I have just had a 12 week ultrasound scan for my third child. This is not a bundle of cells. At 11.5 weeks - previously around the cut-off for most legal abortions - this 'foetus' is a recognisable child with perfect fingers, 6.5mm feet and nasal bones in the recognisable skull! Also, there seems to be a degree of independent movement, as the ultrasound really seems to get those babies going!
At three weeks post-conception, yes, undoubtedly the baby is a bundle of cells. At twelve weeks, there is a tiny body already there.
I do not agree that referring a patient on to an abortion doctor is necessarily unethical - after all, the patient has come to the doctor for advice, and it would be unethical for the doctor to pass on what s/he knows as far as availability of legal medical services.
Surely, the current ethics of doctors would have any doctor work to preserve the mother's life, even if at the risk of her child/ren, in the event of an 'emergency' abortion (whatever that is).

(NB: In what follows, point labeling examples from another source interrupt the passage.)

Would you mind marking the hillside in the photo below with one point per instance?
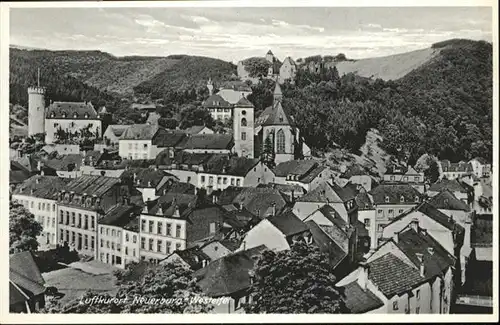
(388, 67)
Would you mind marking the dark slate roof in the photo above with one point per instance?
(24, 272)
(207, 141)
(295, 167)
(435, 215)
(168, 139)
(117, 129)
(258, 201)
(45, 187)
(354, 170)
(482, 232)
(216, 101)
(394, 192)
(243, 102)
(139, 132)
(360, 301)
(392, 276)
(461, 166)
(144, 177)
(328, 192)
(452, 185)
(288, 223)
(412, 243)
(326, 244)
(229, 274)
(274, 115)
(18, 176)
(61, 163)
(120, 215)
(169, 202)
(91, 184)
(447, 201)
(81, 109)
(193, 256)
(235, 166)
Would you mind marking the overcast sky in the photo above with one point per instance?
(235, 33)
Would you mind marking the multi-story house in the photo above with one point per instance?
(460, 190)
(451, 170)
(328, 193)
(208, 143)
(111, 233)
(409, 274)
(82, 202)
(480, 167)
(277, 232)
(306, 173)
(113, 133)
(175, 222)
(148, 181)
(39, 194)
(405, 175)
(391, 200)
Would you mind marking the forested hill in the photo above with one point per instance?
(443, 107)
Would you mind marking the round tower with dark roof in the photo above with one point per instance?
(243, 132)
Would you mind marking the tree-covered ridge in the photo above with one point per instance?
(443, 107)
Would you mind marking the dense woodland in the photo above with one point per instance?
(443, 107)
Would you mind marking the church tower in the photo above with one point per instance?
(210, 87)
(243, 124)
(36, 108)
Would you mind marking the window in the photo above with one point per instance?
(280, 142)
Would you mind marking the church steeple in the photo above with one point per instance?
(278, 95)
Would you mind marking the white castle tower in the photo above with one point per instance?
(36, 109)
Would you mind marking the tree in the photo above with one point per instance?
(268, 152)
(432, 173)
(23, 229)
(143, 288)
(299, 280)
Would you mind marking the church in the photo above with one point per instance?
(274, 128)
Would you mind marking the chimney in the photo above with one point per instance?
(414, 224)
(363, 275)
(422, 269)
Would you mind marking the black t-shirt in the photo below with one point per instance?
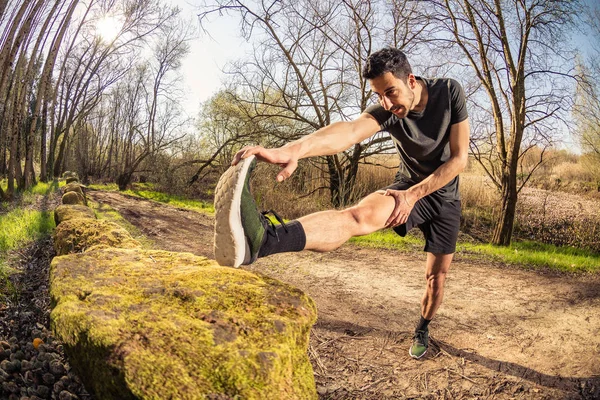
(422, 138)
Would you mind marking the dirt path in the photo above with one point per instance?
(502, 332)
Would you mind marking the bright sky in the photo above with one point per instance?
(208, 55)
(202, 69)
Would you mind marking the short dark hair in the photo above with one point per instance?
(385, 60)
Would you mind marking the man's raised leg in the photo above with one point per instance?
(242, 233)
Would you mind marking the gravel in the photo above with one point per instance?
(33, 365)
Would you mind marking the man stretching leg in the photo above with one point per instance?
(428, 122)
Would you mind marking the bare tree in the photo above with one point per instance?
(90, 66)
(306, 66)
(587, 108)
(517, 51)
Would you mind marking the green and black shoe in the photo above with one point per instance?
(240, 229)
(420, 344)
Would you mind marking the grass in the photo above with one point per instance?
(20, 225)
(526, 253)
(146, 192)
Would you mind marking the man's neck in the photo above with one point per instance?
(422, 95)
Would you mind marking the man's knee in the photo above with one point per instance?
(363, 218)
(436, 280)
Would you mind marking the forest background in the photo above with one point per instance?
(96, 87)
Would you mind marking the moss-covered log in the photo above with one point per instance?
(66, 212)
(82, 234)
(142, 324)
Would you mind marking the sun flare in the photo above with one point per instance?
(108, 28)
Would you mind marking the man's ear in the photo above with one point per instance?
(411, 81)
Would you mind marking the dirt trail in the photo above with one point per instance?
(501, 333)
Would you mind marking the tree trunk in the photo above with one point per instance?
(123, 180)
(43, 169)
(504, 227)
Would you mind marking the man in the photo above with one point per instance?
(428, 122)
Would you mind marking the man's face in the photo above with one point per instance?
(394, 94)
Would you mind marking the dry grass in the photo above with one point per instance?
(547, 216)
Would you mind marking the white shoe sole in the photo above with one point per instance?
(230, 241)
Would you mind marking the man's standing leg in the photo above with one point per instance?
(437, 266)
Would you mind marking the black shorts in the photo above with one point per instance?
(437, 217)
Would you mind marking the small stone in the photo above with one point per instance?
(58, 387)
(57, 368)
(37, 342)
(43, 391)
(64, 395)
(11, 387)
(26, 365)
(20, 355)
(8, 366)
(17, 366)
(48, 378)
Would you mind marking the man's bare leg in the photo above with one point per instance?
(437, 266)
(328, 230)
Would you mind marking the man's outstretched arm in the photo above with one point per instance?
(328, 140)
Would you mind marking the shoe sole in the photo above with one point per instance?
(415, 357)
(230, 242)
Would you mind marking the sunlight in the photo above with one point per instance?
(108, 28)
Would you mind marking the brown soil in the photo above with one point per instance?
(501, 333)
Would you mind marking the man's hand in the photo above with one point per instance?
(405, 201)
(282, 156)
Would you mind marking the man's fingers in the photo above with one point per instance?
(287, 171)
(246, 152)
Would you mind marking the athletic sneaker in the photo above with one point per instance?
(240, 229)
(420, 344)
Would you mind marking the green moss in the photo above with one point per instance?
(81, 234)
(66, 212)
(73, 198)
(180, 326)
(77, 188)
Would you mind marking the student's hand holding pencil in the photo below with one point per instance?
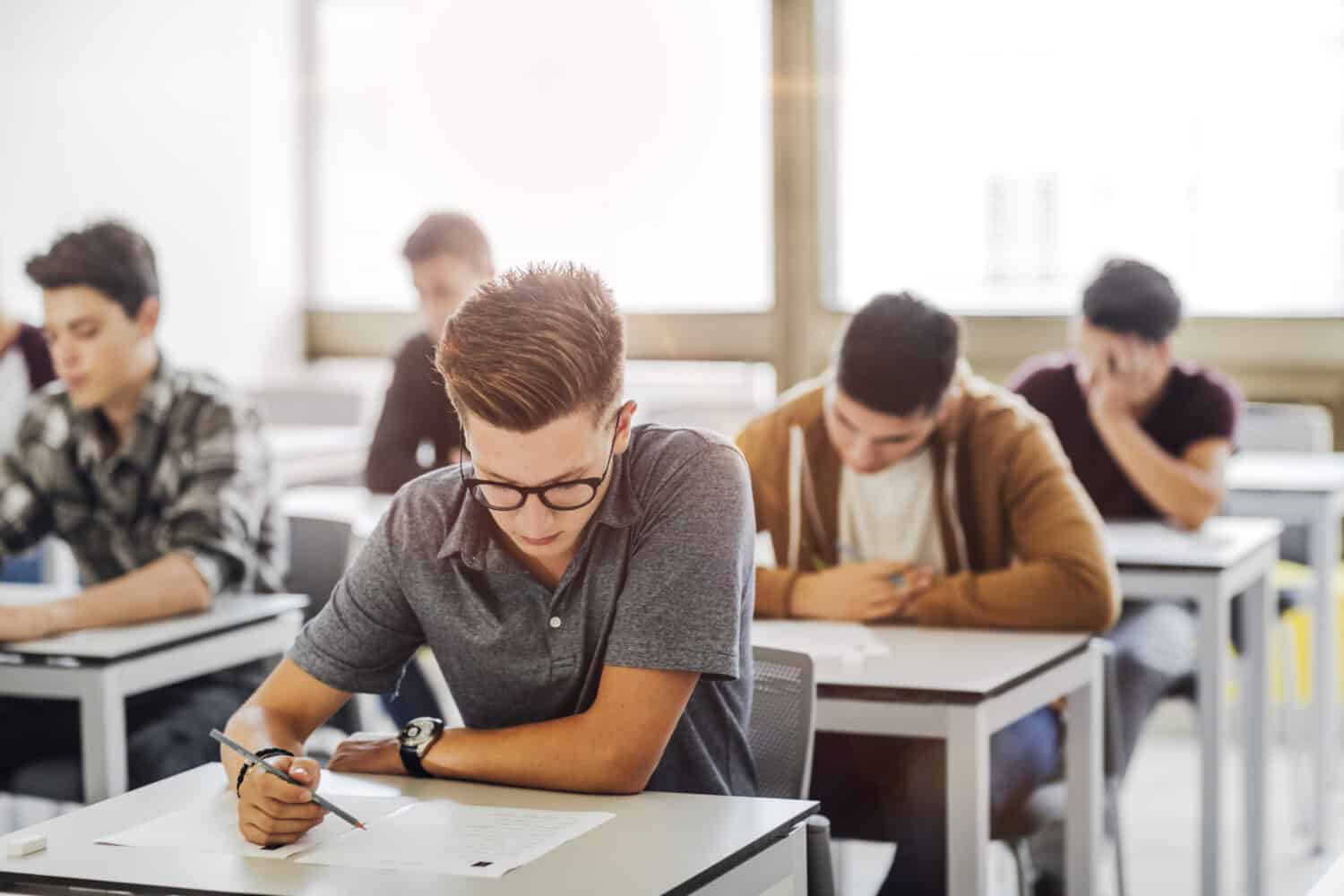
(865, 591)
(274, 813)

Currently, women are provided with the option to abort foetuses that are identified as compromised through disability, such as Downs Syndrome. These procedures take place shortly after the three month conception mark.
However, the new laws provide for any lay person to demand the abortion of their unborn child to the point where so-called 'foetuses' can be viable premature babies.
That fact, in itself, tells me that the new legislation is compromised, and needs to be looked at again.